# Sacto/stockton Caravan to Freakmont



## the1_theDAve (Jul 13, 2003)

Those who want to caravan together from Sacramento and Stockton.
We will be meeting at the McDonalds parking lot in south sac. 
Calvine Rd. and Power Inn Rd.
Its the same parking lot as Lowe Hardware store.
We will be leaving at 10am so be there before that.
From there we'll be stopping at the Chevron station at Lathrop Rd. and I-5. Around 10:45. and Pulling out at 11am.

That should get us to Fremont around 12 - 12:30, depending on the traffic at Tracy . 

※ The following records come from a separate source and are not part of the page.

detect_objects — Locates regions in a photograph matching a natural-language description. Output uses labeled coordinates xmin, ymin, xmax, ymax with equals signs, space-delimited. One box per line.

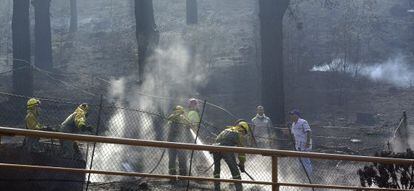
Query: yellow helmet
xmin=79 ymin=103 xmax=89 ymax=112
xmin=237 ymin=121 xmax=250 ymax=133
xmin=27 ymin=98 xmax=40 ymax=109
xmin=174 ymin=105 xmax=184 ymax=114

This setup is basically the same as last year except an hour earlier, for those who went last year.


----------



## BLegacy (Jan 24, 2003)

Those with 2 way radios/CB, tune to channel 2 and/or subchannel 22.


----------



## the1_theDAve (Jul 13, 2003)

BLegacy said:


> Those with 2 way radios/CB, tune to channel 2 and/or subchannel 22.


did you get radio's?


----------



## BLegacy (Jan 24, 2003)

the1_theDAve said:


> did you get radio's?



I thought you knew? Yeah, I've had them since we were planning the Latrobe RD Run.


----------



## the1_theDAve (Jul 13, 2003)

Just to let those know. I'll will be getting at th McD's at around 9:30 to eat a little. Reminder we will be leaving at 10am. Just so we can make good time. We're NOT doing much more than the speed limit. 
Not like last year, where it was like a race to get there. It maybe fun but its extremely dangerous. There was a caravan like this about a year ago with some BMW's a some people got killed for being stupid. 
SO anyways... 
Its only two days away, if you need to get ahold of me the best way is by email [email protected] .
See all of you then.


----------



## Loki (Jan 12, 2004)

im in tracy i wanna go....WIIIIIIIIIIIIIIIIII :fluffy: LOL


----------



## the1_theDAve (Jul 13, 2003)

Loki said:


> im in tracy i wanna go....WIIIIIIIIIIIIIIIIII :fluffy: LOL


You can meet us in Lathrop or watch for us as we pass thru Tracy. Just watch for a bunch of Nissans together. around 11 - 11:30 HEHE


----------



## Loki (Jan 12, 2004)

the1_theDAve said:


> You can meet us in Lathrop or watch for us as we pass thru Tracy. Just watch for a bunch of Nissans together. around 11 - 11:30 HEHE



you guys are gonna pass by 11th Street in Tracy towars Livermore right?


----------



## the1_theDAve (Jul 13, 2003)

Loki said:


> you guys are gonna pass by 11th Street in Tracy towars Livermore right?



Yea were taking 205/580.


----------